Todos os dias, milhares de pessoas saem de casa com a esperança de voltar ao fim do dia. Mas nem todas conseguem. Algumas histórias são interrompidas no asfalto, por descuido, pressa ou imprudência. E, infelizmente, muitos desses nomes viram estatística. “Era só mais um Silva”, dizem. Mas para alguém, ele era tudo.

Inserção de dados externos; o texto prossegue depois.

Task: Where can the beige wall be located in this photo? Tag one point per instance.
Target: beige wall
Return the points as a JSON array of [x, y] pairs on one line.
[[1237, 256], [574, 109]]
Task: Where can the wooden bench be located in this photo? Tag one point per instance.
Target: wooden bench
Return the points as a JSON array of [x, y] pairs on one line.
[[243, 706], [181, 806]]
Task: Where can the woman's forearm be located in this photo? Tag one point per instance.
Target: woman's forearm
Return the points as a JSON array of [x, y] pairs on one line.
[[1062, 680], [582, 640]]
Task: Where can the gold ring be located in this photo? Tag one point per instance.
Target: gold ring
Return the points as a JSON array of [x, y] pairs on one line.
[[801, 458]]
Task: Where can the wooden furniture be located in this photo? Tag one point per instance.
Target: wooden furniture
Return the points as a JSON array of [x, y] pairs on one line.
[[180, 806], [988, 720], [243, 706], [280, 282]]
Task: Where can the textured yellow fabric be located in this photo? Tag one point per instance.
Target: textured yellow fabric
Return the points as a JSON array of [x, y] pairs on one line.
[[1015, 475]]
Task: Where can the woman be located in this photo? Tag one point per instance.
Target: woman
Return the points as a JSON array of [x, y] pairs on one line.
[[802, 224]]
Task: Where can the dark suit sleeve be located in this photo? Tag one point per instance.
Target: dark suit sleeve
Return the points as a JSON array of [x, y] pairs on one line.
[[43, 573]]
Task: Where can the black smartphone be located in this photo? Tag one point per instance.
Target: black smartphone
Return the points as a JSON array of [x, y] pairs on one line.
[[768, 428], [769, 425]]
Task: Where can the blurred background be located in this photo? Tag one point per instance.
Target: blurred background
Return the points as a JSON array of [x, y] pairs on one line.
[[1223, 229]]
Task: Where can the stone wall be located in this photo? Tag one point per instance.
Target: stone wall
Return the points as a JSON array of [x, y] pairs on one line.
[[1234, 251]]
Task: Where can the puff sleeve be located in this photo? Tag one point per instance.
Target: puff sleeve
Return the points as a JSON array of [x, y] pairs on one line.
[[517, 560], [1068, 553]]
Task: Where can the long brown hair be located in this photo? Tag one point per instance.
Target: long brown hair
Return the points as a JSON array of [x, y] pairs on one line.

O rosto por trás da estatística
Silva poderia ser qualquer um. Um pedreiro, uma professora, um entregador, uma dona de casa. Ele saiu cedo, como sempre, para mais um dia de trabalho. Mas não voltou. Foi atropelado atravessando a rua
Essa história, apesar de fictícia, representa milhares de outras que acontecem todos os anos no Brasil. São histórias reais de vidas interrompidas de forma brutal e silenciosa.
Cada vítima tem nome, história, família, sonhos.
A dura realidade dos números
Segundo o Datasus, o Brasil registrou mais de 30 mil mortes por sinistros de trânsito em 2023. Dentre essas, cerca de 6.000 foram pedestres.
O Observatório Nacional de Segurança Viária alerta que um pedestre morre atropelado a cada 90 minutos no país.
Esses números não são apenas dados — são vidas.
São “Silvas” que não voltarão para casa, que deixarão uma cadeira vazia no jantar e um vazio permanente no coração de quem ficou.





Os principais fatores dos sinistros
A maioria dos atropelamentos e sinistros de trânsito com vítimas fatais está associada a causas que podem ser evitadas:
Excesso de velocidade
Avanço de sinal vermelho
Uso do celular ao volante
Falta de atenção de motoristas e pedestres
Falta de sinalização e má conservação das vias
A responsabilidade é compartilhada, mas o veículo sempre tem maior poder de dano. Por isso, a atenção, o cuidado e o respeito devem começar pelo condutor.
Educação e empatia: o trânsito é um lugar de vida.
Trânsito não é guerra. Não é competição. É convivência.
E convivência requer empatia.
É preciso enxergar o outro como humano, não como obstáculo.
Ensinar desde cedo o respeito à faixa de pedestres, ao semáforo, à preferência.
Educar condutores, ciclistas e pedestres. Fiscalizar, sim, mas também sensibilizar.
Cada atitude consciente pode salvar uma vida.
Por trás de cada Silva, tem um universo
Ele era só mais um Silva para quem leu a manchete.
Mas para sua filha, ele era o herói.
Para sua mãe, ele era o menino que ela embalava no colo.
Para sua esposa, era o amor da vida.
O trânsito levou embora mais do que um corpo.
Levou uma história.
E a estrela dele… merecia brilhar por muito mais tempo.
📌 Conclusão
Cada vida importa.
Respeitar o trânsito é respeitar o próximo.
Não permita que mais histórias como a do “Silva” sejam interrompidas por imprudência.